Defines what must be documented and how long records must be retained. This subpart ensures that SMS activities are traceable and available for FAA review.

The Declaration of Compliance

The Declaration of Compliance (DOC) is the formal submission that affirms your organization has developed and implemented an SMS meeting Part 5 requirements. It is submitted to your local FAA Certificate Management Office (CMO). The DOC must include your organization’s legal name and certificate number, an affirmation that your SMS meets Part 5 requirements, the accountable executive’s signature, and contact information for your SMS point of contact. After submission, the FAA updates its internal records and validates your SMS during routine surveillance.
The Declaration of Compliance is a legal affirmation. The accountable executive who signs it is attesting that the SMS is not merely documented but is actually implemented and operational. Submitting a DOC for a paper-only SMS creates significant regulatory and legal exposure.

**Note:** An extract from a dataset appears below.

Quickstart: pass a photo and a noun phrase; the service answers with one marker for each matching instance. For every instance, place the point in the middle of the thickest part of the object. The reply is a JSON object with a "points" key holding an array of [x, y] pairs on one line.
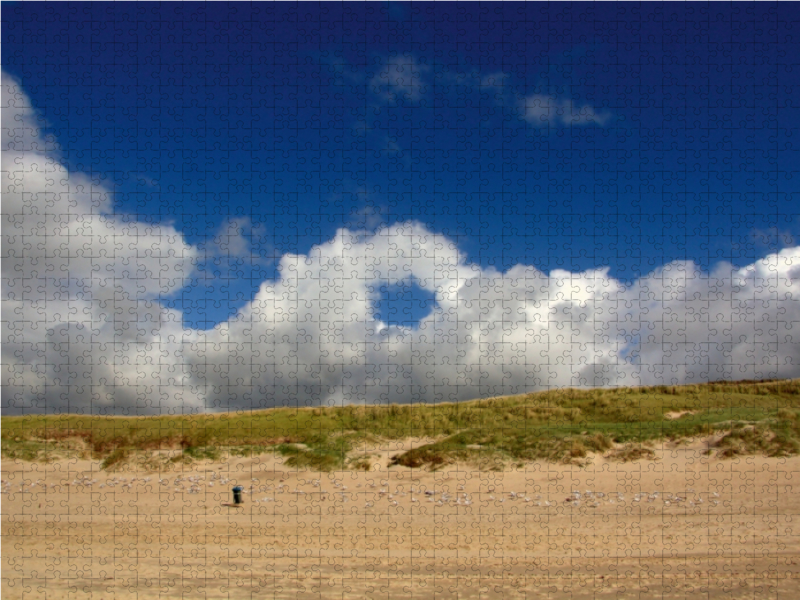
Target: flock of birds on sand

Record Retention Requirements

Part 5 Subpart F establishes specific retention periods:
Record TypeRetention Period
SRM outputs (risk assessments, controls)As long as the control remains relevant
Safety Assurance findings5 years
Training records24 months after employee departure
All SMS recordsAvailable to the Administrator upon request
PlaneConnection maintains these records automatically with timestamped audit trails, ensuring that retention requirements are met without manual tracking.

Single-Pilot Exemptions

The FAA recognized that applying every Part 5 requirement to a sole-individual operator would be impractical. Section 5.9(e) defines a “single-pilot organization” as one where a single pilot is the sole individual performing all functions related to safe aircraft operation. These operators are exempt from requirements that presuppose multiple people — employee reporting mechanisms, cross-organizational coordination, communication to employees, management representative designation, and safety committee formation, among others.
  • 5.21(a)(4) — Employee reporting mechanisms
  • 5.21(a)(5) — Coordination across organization
  • 5.21(c) — Communication to all employees
  • 5.23(a)(2) — Safety management personnel designation
  • 5.23(a)(3) — Management representative
  • 5.25(b)(3) — SMS implementation team
  • 5.25(c) — Designation of required personnel
  • 5.27(a) — Emergency response coordination
  • 5.27(b) — Emergency response planning
  • 5.71(a)(7) — Employee safety concern processes
  • 5.93 — Safety communication
  • 5.97(d) — Communication records
However, single-pilot operators must still develop and implement an SMS, submit a Declaration of Compliance, perform risk management, conduct self-audits, and maintain documentation. The exemptions only apply when the pilot is truly the sole individual involved. If you have any employees — mechanics, dispatchers, or administrative staff — all Part 5 requirements apply in full.